La prima bicicletta si chiamava Draisina e fu brevettata nel 1818 dal barone tedesco von Drais grazie all’appoggio della granduchessa di Baden. Ma ancora per decine e decine di anni, una signora ai pedali sarà ritenuta sconveniente, tanto che all’inizio del novecento ancora fanno scalpore le dichiarazioni di una pioniera del ciclismo femminile, la tedesca Amelie Rother: “Mai più treni persi o affollati tram a cavalli! In piena libertà e autonomia si può decidere fino all’ultimo quando e dove arrivare”.

Cento anni dopo, la situazione per fortuna è molto cambiata: l’altra metà del cielo guida tutti i mezzi di locomozione ed ha accesso alle professioni.

Le università svizzere aprirono le loro porte alle donne grazie alle studentesse russe, cacciate dagli atenei in patria dopo la rivolta del 1863: la prima laureata in medicina a Zurigo nel 1867 si chiamava Nadezca Suslova.

La prima insegnante universitaria c’è stata nel 1891, la prima avvocata nel 1923: sono veri record, a fronte degli altri paesi d’Europa.

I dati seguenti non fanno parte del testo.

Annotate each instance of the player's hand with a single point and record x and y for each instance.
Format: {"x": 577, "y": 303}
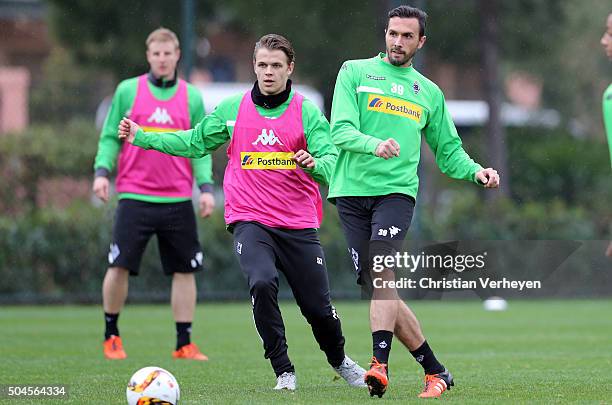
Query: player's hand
{"x": 207, "y": 204}
{"x": 387, "y": 149}
{"x": 488, "y": 177}
{"x": 127, "y": 130}
{"x": 304, "y": 159}
{"x": 100, "y": 188}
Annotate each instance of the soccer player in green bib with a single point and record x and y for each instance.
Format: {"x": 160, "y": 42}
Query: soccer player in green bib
{"x": 381, "y": 107}
{"x": 606, "y": 41}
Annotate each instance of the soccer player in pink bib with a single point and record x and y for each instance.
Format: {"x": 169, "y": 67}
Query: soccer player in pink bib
{"x": 155, "y": 192}
{"x": 279, "y": 148}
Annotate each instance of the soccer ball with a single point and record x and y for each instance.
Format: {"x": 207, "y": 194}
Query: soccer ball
{"x": 153, "y": 385}
{"x": 495, "y": 304}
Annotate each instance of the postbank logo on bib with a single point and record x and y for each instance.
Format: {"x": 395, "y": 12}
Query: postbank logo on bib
{"x": 267, "y": 161}
{"x": 394, "y": 106}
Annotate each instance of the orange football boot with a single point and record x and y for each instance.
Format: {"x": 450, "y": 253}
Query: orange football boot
{"x": 113, "y": 348}
{"x": 376, "y": 378}
{"x": 436, "y": 384}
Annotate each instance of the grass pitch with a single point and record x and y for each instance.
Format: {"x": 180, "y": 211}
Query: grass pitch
{"x": 535, "y": 352}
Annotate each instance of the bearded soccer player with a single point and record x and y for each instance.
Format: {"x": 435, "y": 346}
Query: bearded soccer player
{"x": 606, "y": 41}
{"x": 279, "y": 148}
{"x": 380, "y": 108}
{"x": 155, "y": 192}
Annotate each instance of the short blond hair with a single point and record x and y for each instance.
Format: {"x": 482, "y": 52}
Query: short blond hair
{"x": 162, "y": 35}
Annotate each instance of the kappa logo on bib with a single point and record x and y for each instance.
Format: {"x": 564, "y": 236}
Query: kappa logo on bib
{"x": 267, "y": 160}
{"x": 267, "y": 138}
{"x": 160, "y": 116}
{"x": 394, "y": 106}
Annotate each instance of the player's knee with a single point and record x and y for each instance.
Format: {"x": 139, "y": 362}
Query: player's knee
{"x": 316, "y": 314}
{"x": 263, "y": 286}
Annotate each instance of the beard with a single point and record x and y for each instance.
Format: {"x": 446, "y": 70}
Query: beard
{"x": 406, "y": 59}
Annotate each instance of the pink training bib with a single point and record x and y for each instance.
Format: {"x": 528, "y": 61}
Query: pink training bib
{"x": 150, "y": 172}
{"x": 261, "y": 181}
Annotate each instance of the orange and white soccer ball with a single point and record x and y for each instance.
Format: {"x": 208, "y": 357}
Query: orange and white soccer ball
{"x": 153, "y": 385}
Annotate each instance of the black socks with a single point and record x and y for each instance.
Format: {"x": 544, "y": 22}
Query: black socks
{"x": 110, "y": 321}
{"x": 425, "y": 357}
{"x": 381, "y": 345}
{"x": 183, "y": 334}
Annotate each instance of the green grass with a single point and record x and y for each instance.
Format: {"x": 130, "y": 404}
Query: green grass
{"x": 536, "y": 352}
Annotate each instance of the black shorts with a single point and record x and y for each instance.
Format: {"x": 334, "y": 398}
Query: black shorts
{"x": 175, "y": 227}
{"x": 374, "y": 226}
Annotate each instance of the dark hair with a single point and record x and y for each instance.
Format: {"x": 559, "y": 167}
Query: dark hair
{"x": 410, "y": 12}
{"x": 275, "y": 41}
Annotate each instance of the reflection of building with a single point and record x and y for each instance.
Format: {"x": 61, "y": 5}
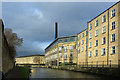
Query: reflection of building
{"x": 30, "y": 59}
{"x": 62, "y": 50}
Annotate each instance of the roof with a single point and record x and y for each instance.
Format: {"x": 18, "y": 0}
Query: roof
{"x": 30, "y": 56}
{"x": 104, "y": 11}
{"x": 60, "y": 38}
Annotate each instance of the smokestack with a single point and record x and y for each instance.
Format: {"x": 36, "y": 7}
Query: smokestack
{"x": 56, "y": 30}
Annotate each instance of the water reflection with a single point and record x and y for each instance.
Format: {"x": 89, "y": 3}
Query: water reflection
{"x": 52, "y": 73}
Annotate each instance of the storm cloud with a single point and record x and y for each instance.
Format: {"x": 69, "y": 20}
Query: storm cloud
{"x": 34, "y": 21}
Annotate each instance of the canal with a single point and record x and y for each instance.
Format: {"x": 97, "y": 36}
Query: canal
{"x": 54, "y": 73}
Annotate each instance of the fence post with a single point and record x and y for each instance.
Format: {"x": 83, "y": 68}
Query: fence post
{"x": 83, "y": 64}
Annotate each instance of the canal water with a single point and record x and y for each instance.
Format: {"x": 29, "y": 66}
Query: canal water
{"x": 54, "y": 73}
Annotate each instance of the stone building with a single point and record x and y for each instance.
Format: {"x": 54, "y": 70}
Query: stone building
{"x": 61, "y": 50}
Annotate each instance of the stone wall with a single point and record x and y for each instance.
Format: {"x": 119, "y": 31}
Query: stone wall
{"x": 7, "y": 63}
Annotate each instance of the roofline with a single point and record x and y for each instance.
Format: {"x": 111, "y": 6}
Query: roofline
{"x": 82, "y": 31}
{"x": 104, "y": 11}
{"x": 30, "y": 55}
{"x": 60, "y": 38}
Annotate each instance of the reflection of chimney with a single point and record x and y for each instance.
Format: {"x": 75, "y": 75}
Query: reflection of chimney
{"x": 56, "y": 30}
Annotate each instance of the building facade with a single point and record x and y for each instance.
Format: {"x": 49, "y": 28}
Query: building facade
{"x": 62, "y": 50}
{"x": 31, "y": 59}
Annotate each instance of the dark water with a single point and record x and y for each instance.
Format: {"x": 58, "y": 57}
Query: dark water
{"x": 53, "y": 73}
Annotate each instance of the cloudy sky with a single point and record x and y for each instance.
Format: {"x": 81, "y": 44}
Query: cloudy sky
{"x": 34, "y": 21}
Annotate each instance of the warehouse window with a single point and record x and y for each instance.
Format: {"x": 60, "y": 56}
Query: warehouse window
{"x": 96, "y": 42}
{"x": 78, "y": 50}
{"x": 112, "y": 37}
{"x": 90, "y": 53}
{"x": 103, "y": 40}
{"x": 60, "y": 48}
{"x": 96, "y": 52}
{"x": 104, "y": 29}
{"x": 79, "y": 43}
{"x": 86, "y": 33}
{"x": 113, "y": 25}
{"x": 96, "y": 32}
{"x": 71, "y": 47}
{"x": 103, "y": 51}
{"x": 65, "y": 48}
{"x": 104, "y": 18}
{"x": 90, "y": 26}
{"x": 90, "y": 44}
{"x": 82, "y": 42}
{"x": 96, "y": 23}
{"x": 90, "y": 35}
{"x": 82, "y": 49}
{"x": 82, "y": 34}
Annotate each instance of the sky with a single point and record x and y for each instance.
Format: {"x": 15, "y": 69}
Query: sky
{"x": 34, "y": 21}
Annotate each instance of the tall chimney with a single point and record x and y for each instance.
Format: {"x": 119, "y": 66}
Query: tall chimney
{"x": 56, "y": 30}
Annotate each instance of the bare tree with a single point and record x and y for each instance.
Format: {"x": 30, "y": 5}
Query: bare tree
{"x": 13, "y": 41}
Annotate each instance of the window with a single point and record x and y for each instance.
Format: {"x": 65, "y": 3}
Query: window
{"x": 103, "y": 51}
{"x": 71, "y": 47}
{"x": 65, "y": 56}
{"x": 65, "y": 48}
{"x": 79, "y": 43}
{"x": 104, "y": 18}
{"x": 90, "y": 26}
{"x": 104, "y": 29}
{"x": 60, "y": 48}
{"x": 86, "y": 33}
{"x": 96, "y": 52}
{"x": 96, "y": 23}
{"x": 103, "y": 40}
{"x": 86, "y": 48}
{"x": 96, "y": 32}
{"x": 71, "y": 54}
{"x": 82, "y": 49}
{"x": 112, "y": 37}
{"x": 113, "y": 13}
{"x": 82, "y": 34}
{"x": 79, "y": 37}
{"x": 90, "y": 53}
{"x": 113, "y": 50}
{"x": 90, "y": 44}
{"x": 113, "y": 25}
{"x": 86, "y": 40}
{"x": 96, "y": 43}
{"x": 78, "y": 50}
{"x": 82, "y": 42}
{"x": 65, "y": 40}
{"x": 90, "y": 35}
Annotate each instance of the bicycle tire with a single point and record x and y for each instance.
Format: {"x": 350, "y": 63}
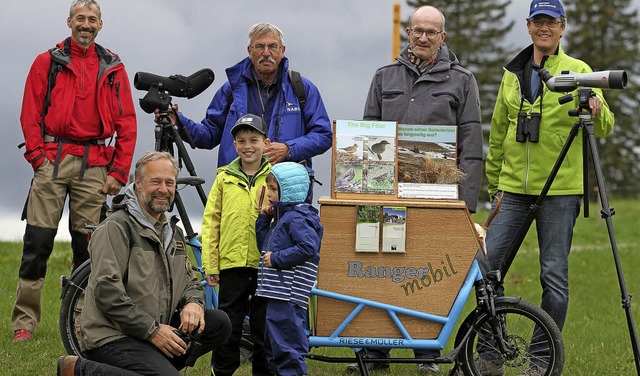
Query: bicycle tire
{"x": 522, "y": 319}
{"x": 71, "y": 305}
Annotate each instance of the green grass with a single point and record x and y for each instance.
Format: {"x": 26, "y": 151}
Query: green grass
{"x": 596, "y": 334}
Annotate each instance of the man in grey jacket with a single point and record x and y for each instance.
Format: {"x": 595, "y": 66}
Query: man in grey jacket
{"x": 428, "y": 86}
{"x": 144, "y": 310}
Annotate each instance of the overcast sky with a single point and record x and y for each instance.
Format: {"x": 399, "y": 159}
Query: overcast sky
{"x": 337, "y": 44}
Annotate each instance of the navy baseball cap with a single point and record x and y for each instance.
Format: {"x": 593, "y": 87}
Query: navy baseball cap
{"x": 252, "y": 121}
{"x": 552, "y": 8}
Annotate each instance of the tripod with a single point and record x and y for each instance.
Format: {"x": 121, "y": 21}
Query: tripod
{"x": 585, "y": 124}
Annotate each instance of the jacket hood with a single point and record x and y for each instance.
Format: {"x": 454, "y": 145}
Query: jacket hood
{"x": 293, "y": 180}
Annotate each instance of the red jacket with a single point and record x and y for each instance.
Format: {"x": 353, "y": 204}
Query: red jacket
{"x": 115, "y": 109}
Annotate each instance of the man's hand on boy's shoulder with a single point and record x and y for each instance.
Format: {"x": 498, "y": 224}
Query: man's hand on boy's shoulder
{"x": 267, "y": 259}
{"x": 267, "y": 209}
{"x": 212, "y": 279}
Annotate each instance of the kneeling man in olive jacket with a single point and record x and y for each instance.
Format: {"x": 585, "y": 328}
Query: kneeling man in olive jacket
{"x": 144, "y": 309}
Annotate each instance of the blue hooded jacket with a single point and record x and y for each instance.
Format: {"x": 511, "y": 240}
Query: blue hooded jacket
{"x": 293, "y": 234}
{"x": 307, "y": 133}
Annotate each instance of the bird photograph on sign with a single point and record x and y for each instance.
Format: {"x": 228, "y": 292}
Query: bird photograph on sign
{"x": 364, "y": 157}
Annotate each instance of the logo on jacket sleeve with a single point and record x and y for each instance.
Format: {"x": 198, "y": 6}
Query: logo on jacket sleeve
{"x": 292, "y": 107}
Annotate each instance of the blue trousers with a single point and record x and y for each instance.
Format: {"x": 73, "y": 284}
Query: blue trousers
{"x": 554, "y": 224}
{"x": 286, "y": 339}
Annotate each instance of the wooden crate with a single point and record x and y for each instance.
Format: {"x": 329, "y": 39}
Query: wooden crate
{"x": 439, "y": 236}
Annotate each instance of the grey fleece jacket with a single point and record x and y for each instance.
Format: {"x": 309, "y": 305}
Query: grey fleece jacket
{"x": 446, "y": 94}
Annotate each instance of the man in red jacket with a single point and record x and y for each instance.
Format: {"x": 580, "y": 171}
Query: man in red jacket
{"x": 67, "y": 129}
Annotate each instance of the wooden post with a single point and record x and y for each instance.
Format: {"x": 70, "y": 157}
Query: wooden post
{"x": 395, "y": 43}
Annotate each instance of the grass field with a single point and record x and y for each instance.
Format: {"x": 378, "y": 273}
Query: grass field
{"x": 596, "y": 334}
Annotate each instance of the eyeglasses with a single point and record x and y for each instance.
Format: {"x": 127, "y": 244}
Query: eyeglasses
{"x": 430, "y": 34}
{"x": 273, "y": 47}
{"x": 551, "y": 24}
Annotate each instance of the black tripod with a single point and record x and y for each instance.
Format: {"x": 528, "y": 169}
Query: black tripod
{"x": 167, "y": 135}
{"x": 589, "y": 148}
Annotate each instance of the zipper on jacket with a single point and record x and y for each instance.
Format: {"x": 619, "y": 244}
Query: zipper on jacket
{"x": 117, "y": 87}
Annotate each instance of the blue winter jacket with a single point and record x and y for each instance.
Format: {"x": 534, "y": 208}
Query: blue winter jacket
{"x": 307, "y": 134}
{"x": 293, "y": 234}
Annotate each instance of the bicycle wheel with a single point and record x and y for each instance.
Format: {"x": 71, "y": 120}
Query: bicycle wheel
{"x": 71, "y": 308}
{"x": 533, "y": 343}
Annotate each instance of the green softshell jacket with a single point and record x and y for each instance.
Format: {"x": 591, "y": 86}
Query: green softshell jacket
{"x": 523, "y": 167}
{"x": 229, "y": 221}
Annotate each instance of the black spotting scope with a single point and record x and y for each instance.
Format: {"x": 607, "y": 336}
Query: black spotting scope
{"x": 568, "y": 81}
{"x": 176, "y": 85}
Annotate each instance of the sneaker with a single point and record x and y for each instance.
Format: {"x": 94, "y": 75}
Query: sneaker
{"x": 21, "y": 335}
{"x": 67, "y": 365}
{"x": 429, "y": 368}
{"x": 354, "y": 368}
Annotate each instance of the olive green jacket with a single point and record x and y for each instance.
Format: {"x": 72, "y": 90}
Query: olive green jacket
{"x": 138, "y": 279}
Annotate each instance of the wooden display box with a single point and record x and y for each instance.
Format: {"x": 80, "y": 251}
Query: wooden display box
{"x": 441, "y": 243}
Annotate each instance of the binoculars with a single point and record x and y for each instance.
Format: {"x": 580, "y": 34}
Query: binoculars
{"x": 528, "y": 126}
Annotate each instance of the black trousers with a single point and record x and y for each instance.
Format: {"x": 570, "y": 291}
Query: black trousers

Più difficile l’ingresso nella politica: nella Confederazione le donne hanno ottenuto il diritto di voto nel 1971 (oltre un secolo dopo la Svezia: 1866).

Nei Cantoni di Vaud e Neuchâtel già nel 1959 e in Ticino nel 1969. La palma del conservatorismo va invece all’Appenzello interno, costretto nel 1990 a concedere il voto alle donne dal Tribunale federale.